Getting started with Android App Development could mark the your step into the world of mobile app development. Android software development is the process by which new applications are created for devices running the Android operating system. Google states that “Android apps can be written using Kotlin, Java, and C++ languages” using the Android software development kit (SDK), while using other languages is also possible.
Even if you don’t think we are fully in a Post-PC era, it is clear that mobile platforms play an essential role in many parts of our lives. Whether for fun or for profit, developing Android apps can be rewarding, both personally and financially. Assuming you have a certain level of technical knowledge then it is possible to develop Android apps yourself, but what programming languages do you need to learn?

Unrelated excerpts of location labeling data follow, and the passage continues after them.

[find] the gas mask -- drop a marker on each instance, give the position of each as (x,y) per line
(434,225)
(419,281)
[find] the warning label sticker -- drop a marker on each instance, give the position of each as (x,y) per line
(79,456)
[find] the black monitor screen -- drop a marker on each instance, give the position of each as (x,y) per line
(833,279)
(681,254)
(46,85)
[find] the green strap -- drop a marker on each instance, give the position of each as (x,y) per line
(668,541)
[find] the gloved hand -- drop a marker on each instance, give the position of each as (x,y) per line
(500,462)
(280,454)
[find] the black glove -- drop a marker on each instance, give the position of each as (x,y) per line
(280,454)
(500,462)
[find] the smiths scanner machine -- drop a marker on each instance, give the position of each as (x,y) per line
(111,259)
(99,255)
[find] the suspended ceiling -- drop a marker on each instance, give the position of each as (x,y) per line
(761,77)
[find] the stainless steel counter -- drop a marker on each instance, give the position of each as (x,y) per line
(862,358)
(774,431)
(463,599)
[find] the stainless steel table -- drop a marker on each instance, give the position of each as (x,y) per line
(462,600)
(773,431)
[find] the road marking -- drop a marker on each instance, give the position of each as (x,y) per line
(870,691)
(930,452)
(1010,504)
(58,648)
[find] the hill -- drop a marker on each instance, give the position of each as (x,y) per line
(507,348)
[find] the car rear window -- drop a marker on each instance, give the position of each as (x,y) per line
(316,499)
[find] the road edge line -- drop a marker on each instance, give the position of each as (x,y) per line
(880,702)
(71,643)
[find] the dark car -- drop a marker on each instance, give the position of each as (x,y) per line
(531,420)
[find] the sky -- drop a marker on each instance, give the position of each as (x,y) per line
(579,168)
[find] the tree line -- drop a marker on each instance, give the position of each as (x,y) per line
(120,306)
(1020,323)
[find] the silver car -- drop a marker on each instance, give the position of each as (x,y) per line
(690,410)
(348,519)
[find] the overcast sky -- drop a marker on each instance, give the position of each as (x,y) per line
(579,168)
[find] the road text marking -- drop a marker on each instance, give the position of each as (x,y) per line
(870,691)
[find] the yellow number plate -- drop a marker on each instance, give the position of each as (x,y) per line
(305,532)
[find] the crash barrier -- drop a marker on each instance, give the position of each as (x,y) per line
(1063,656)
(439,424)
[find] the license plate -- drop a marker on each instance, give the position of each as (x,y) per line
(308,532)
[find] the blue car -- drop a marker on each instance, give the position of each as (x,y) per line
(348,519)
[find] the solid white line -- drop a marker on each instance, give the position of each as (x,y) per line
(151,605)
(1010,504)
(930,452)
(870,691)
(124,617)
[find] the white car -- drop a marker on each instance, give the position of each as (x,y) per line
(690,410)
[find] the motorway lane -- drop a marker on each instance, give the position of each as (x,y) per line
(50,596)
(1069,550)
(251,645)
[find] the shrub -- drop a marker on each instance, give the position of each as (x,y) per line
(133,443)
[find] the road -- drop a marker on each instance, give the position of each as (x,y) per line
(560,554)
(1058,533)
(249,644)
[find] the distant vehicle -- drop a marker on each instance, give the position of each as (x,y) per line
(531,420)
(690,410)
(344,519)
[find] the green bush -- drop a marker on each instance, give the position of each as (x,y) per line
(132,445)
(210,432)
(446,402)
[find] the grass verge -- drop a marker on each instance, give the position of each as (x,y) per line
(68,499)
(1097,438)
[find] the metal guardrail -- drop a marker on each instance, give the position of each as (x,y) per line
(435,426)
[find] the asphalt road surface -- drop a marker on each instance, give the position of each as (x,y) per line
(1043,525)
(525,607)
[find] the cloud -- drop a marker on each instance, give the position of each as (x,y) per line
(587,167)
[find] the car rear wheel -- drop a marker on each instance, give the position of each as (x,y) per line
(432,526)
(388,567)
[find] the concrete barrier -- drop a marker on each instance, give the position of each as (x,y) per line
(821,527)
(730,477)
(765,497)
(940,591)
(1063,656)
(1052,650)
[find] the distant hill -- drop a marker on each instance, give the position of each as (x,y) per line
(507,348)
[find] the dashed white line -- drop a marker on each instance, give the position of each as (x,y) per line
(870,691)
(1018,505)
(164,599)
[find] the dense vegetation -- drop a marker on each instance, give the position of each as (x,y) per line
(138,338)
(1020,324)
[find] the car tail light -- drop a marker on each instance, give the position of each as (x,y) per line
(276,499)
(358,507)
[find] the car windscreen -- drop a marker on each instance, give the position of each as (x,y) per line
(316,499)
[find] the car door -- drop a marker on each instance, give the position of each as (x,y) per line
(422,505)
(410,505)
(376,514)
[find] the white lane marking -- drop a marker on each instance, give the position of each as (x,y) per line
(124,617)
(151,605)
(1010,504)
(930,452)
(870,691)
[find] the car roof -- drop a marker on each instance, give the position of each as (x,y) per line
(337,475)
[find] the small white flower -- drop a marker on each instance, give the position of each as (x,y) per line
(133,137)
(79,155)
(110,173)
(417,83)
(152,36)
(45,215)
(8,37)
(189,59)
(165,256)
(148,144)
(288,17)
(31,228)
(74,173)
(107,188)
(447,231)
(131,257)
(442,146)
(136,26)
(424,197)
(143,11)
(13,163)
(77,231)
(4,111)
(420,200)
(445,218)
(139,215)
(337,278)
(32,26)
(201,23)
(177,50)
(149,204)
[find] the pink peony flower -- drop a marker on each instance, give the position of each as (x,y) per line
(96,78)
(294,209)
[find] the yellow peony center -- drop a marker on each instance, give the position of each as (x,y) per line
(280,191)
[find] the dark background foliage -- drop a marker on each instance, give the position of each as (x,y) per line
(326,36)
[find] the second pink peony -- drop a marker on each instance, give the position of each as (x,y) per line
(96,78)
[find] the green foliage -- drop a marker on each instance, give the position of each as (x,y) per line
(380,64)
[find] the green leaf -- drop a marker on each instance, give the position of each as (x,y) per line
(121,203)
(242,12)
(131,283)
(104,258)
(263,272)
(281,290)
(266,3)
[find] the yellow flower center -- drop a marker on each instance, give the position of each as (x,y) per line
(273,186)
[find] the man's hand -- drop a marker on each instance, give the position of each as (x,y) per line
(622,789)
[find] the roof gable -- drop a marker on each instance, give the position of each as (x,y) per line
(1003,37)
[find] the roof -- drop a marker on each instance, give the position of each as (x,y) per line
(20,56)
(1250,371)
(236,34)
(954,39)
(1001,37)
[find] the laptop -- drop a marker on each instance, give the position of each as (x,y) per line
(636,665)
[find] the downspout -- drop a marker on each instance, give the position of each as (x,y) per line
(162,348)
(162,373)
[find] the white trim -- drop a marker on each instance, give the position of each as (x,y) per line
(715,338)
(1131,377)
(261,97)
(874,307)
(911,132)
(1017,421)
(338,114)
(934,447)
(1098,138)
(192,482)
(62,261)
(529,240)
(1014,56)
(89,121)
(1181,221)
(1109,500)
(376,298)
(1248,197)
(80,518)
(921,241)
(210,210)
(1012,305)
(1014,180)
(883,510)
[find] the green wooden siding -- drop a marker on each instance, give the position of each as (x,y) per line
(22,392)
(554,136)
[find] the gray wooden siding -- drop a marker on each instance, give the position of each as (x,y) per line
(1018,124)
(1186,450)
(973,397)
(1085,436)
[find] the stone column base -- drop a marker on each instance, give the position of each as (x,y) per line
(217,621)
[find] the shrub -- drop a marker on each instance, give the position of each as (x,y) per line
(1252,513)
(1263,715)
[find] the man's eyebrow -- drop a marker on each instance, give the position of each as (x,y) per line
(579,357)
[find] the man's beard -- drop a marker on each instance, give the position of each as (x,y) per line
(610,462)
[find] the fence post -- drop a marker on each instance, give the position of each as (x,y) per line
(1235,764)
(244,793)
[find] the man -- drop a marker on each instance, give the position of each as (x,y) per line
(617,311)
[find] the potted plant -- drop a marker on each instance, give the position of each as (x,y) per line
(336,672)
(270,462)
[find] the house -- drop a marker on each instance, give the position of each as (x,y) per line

Read more: Java programming language
The official language for Android development is Java. Large parts of Android are written in Java and its APIs are designed to be called primarily from Java. It is possible to develop C and C++ app using the Android Native Development Kit (NDK), however it isn’t something that Google promotes. According to Google, “the NDK will not benefit most apps. As a developer, you need to balance its benefits against its drawbacks. Notably, using native code on Android generally does not result in a noticable performance improvement, but it always increases your app complexity.”
The job of these virtual machines is to interpret the bytecode.
Java is a programming language first released by Sun Microsystems back in 1995. It can be found on many different types of devices from smartphones, to mainframe computers. You can use it on your desktop PC and even on the Raspberry Pi. Java doesn’t compile to native processor code but rather it relies on a “virtual machine” which understands an intermediate format called Java bytecode. Each platform that runs Java needs a virtual machine (VM) implementation. On Android the original VM is called Dalvik. Google has also started previewing its next generation VM called ART. The job of these virtual machines is to interpret the bytecode, which is really just a set of instructions similar to the machine code found in CPUs, and execute the program on the processor. The VMs use a variety of technologies including just-in-time compilation (JIT) and ahead-of-time compilation (AOT) to speed up the processes.
What this all means is that you can develop Android apps on Windows, Linux or OS X and the Java compiler converts the source code into bytecode. This in turn is executed on the VM built-in to Android. This is different to the model used by iOS which uses a native compiler to turn Objective-C into ARM machine code.